David Whyte
- Born: David James Whyte 21 February 1940 Cupar, Scotland
- Died: 25 November 2021 (aged 81) Kirkcaldy, Scotland
- Height: 1.73 m (5 ft 8 in)
- School: Bell Baxter High School
- University: University of St Andrews St Edmund Hall, Oxford

Rugby union career
- Position: Wing

Amateur team(s)
- Years: Team / Apps / (Points)
- Howe of Fife
- –: St Andrews University
- –: Oxford University
- –: Edinburgh Wanderers

Provincial / State sides
- Years: Team / Apps / (Points)
- North and Midlands

International career
- Years: Team / Apps / (Points)
- Scottish Universities
- 1962-67: Barbarians
- 1965-67: Scotland / 13 / (0)

= David Whyte (rugby union) =

Scotland international rugby union player

David Whyte (21 February 1940 – 25 November 2021) was a Scotland international rugby union player. He was also a noted Long Jumper and represented Scotland at the sport.

==Rugby Union career==

===Amateur career===

Whyte went to primary at Castlehill in Cupar, before moving to Bell Baxter High School. He played for the high school side.

He played a few times for Howe of Fife.

He went to St. Andrews University to study English Language and Literature. He played for the University of St Andrews rugby union side and then captained the side.

At Oxford University he studied for a Diploma in Education; and there he earned a blue and played rugby union for Oxford University.

He played for Edinburgh Wanderers.

He was part of their Sevens side which won the Miller Cup in the Edinburgh Charity Sevens of 1966, beating Oxford University in the final.

===Provincial career===

He played for North and Midlands at the school level, before playing for their senior side.

===International career===

He captained the Scottish Universities XV while at St. Andrews and Oxford Universities.

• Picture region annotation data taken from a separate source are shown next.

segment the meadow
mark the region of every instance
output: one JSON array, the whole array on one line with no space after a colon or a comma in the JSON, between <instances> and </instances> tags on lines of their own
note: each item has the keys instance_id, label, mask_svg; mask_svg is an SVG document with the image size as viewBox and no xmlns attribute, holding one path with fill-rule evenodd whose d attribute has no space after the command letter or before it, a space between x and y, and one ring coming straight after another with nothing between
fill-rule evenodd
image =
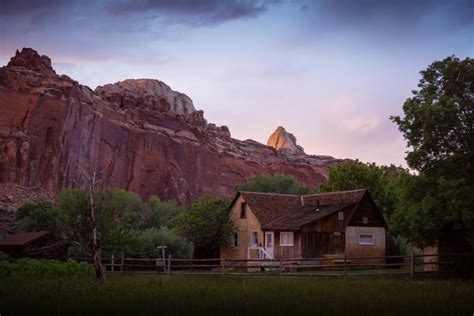
<instances>
[{"instance_id":1,"label":"meadow","mask_svg":"<svg viewBox=\"0 0 474 316\"><path fill-rule=\"evenodd\" d=\"M474 282L389 277L131 275L0 279L9 315L473 315Z\"/></svg>"}]
</instances>

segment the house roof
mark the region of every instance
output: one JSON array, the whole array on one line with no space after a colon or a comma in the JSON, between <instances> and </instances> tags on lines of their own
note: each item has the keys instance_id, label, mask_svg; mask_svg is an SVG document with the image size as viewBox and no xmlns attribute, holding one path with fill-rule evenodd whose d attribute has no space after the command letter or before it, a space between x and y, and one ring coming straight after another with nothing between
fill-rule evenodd
<instances>
[{"instance_id":1,"label":"house roof","mask_svg":"<svg viewBox=\"0 0 474 316\"><path fill-rule=\"evenodd\" d=\"M298 229L309 222L355 205L366 192L366 189L361 189L291 195L242 191L237 194L234 202L242 195L264 229ZM320 210L316 212L318 206Z\"/></svg>"},{"instance_id":2,"label":"house roof","mask_svg":"<svg viewBox=\"0 0 474 316\"><path fill-rule=\"evenodd\" d=\"M316 206L301 207L263 225L262 228L272 230L300 229L303 225L356 205L357 203L328 204L320 206L319 209Z\"/></svg>"},{"instance_id":3,"label":"house roof","mask_svg":"<svg viewBox=\"0 0 474 316\"><path fill-rule=\"evenodd\" d=\"M16 233L0 240L0 246L22 246L47 234L46 231Z\"/></svg>"}]
</instances>

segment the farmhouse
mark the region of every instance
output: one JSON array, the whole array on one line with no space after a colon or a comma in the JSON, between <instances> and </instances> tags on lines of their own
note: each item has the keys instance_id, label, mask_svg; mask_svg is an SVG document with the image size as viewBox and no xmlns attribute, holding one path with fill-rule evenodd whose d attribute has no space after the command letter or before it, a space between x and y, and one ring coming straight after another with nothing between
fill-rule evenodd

He made a Barbarians debut in 1962, before being capped for Scotland.

He received 13 caps for Scotland between 1965 and 1967.

==Athletics career==

===Amateur career===

He represented Dundee Hawkhill Harriers. When he moved to Edinburgh, he then represented the Edinburgh Southern Harriers.

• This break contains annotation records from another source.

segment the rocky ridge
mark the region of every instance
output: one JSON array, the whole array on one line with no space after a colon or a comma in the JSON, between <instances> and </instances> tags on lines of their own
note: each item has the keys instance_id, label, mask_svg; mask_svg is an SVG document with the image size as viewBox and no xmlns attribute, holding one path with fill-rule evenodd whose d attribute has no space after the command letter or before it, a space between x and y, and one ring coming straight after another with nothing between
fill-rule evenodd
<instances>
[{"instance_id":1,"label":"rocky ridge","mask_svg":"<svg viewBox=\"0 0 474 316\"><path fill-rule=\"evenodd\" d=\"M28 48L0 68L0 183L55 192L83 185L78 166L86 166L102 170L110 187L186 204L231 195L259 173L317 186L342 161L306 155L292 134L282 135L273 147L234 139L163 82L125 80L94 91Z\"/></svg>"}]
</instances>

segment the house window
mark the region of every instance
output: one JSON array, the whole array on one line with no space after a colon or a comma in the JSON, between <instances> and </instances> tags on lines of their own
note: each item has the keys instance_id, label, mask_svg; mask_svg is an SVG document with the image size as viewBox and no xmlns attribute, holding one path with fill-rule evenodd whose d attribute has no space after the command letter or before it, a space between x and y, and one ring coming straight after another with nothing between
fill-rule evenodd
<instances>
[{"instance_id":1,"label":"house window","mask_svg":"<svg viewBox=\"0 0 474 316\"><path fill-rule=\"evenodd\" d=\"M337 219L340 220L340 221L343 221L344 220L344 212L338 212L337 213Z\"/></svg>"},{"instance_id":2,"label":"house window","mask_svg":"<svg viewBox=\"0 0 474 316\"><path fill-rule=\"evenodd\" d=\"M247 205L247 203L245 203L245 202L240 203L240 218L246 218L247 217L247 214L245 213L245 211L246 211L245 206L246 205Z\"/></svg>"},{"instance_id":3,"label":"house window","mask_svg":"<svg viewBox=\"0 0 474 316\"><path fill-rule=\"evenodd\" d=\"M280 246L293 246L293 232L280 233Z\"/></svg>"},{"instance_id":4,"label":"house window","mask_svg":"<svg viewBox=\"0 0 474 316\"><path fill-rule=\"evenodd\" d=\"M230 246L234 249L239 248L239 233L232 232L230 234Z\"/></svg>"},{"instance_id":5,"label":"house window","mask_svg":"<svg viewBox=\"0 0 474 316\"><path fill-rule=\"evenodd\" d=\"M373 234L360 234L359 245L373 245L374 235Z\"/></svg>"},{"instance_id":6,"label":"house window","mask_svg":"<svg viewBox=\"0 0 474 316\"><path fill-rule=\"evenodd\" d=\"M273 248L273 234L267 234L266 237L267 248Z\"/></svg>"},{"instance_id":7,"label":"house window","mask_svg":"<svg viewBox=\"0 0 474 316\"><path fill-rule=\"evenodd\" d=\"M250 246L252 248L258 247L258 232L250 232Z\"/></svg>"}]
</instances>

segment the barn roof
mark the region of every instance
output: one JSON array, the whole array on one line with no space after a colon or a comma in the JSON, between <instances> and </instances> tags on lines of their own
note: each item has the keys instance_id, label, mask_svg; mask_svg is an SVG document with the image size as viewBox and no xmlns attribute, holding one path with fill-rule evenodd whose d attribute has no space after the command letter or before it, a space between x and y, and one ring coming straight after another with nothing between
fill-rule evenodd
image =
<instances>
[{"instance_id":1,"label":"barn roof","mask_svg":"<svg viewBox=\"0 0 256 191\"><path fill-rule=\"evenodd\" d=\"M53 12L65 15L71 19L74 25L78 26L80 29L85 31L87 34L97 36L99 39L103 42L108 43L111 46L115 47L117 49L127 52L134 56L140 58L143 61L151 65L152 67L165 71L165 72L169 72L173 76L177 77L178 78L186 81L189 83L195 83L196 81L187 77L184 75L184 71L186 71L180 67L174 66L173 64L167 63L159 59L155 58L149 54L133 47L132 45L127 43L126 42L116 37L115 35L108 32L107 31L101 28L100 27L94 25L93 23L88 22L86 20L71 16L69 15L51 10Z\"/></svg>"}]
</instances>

===International career===

He represented both Scotland and Great Britain at the long jump.

He won 3 Scottish Championship titles at long jump; and one at triple jump.

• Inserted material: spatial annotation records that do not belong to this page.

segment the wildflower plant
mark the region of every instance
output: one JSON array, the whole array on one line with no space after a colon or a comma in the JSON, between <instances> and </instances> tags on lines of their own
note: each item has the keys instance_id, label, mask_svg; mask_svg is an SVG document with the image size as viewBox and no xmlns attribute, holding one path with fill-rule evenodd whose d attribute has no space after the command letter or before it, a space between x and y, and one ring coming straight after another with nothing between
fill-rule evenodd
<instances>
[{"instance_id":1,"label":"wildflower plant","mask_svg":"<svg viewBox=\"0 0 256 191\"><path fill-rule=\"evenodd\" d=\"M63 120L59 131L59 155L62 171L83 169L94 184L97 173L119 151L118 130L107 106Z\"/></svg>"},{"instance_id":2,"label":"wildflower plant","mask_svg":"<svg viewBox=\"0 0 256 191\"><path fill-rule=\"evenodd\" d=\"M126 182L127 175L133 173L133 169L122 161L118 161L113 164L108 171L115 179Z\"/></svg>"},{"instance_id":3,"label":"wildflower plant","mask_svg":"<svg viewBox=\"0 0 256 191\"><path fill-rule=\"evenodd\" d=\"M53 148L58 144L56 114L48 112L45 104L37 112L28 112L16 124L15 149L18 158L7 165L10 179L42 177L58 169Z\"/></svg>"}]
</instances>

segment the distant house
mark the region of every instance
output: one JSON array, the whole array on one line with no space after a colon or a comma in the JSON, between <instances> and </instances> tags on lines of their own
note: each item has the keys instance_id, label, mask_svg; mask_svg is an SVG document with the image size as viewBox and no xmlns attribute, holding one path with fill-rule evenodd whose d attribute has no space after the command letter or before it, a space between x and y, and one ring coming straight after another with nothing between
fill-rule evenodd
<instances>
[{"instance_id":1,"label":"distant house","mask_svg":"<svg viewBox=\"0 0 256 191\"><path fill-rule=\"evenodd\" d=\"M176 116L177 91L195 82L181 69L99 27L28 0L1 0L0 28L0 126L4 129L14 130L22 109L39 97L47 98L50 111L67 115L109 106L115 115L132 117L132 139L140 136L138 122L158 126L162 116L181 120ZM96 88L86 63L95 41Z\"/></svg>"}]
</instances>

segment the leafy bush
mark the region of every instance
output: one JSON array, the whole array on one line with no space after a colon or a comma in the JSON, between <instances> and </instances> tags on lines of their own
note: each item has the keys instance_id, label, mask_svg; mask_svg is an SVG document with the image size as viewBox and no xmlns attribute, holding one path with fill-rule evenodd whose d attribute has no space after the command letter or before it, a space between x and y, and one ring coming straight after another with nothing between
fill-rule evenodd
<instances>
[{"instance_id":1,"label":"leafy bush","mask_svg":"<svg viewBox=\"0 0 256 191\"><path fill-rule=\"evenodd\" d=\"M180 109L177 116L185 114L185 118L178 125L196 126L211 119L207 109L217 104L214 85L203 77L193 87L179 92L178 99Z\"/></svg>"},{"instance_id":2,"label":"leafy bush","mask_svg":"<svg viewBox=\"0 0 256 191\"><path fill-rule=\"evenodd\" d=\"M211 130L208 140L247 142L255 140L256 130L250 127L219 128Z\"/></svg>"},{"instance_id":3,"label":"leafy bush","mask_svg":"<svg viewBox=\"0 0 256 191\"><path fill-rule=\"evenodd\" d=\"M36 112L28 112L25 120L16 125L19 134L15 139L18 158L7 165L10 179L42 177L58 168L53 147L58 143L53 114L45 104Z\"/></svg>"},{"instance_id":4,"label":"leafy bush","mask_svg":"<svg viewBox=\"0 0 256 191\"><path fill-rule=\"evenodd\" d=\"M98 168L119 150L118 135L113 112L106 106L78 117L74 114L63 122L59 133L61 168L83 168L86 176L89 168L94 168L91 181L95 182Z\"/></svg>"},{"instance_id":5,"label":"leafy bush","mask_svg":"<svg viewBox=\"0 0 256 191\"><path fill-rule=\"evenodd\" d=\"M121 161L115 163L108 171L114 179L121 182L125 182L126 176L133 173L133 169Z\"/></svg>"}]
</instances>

He won the 1959 British Championship long jump at White City in London.

==Teaching career==

He was a teacher at various schools in Scotland, including Strathallan School in Perthshire; and in 1983 became a rector of Golspie High School in Sutherland. He was a founder member of the East Sutherland Rotary Club.

==Death==

In his eighties he moved back to Dunfermline to be closer to his family. He died in Victoria Hospital, Kirkcaldy after a short illness.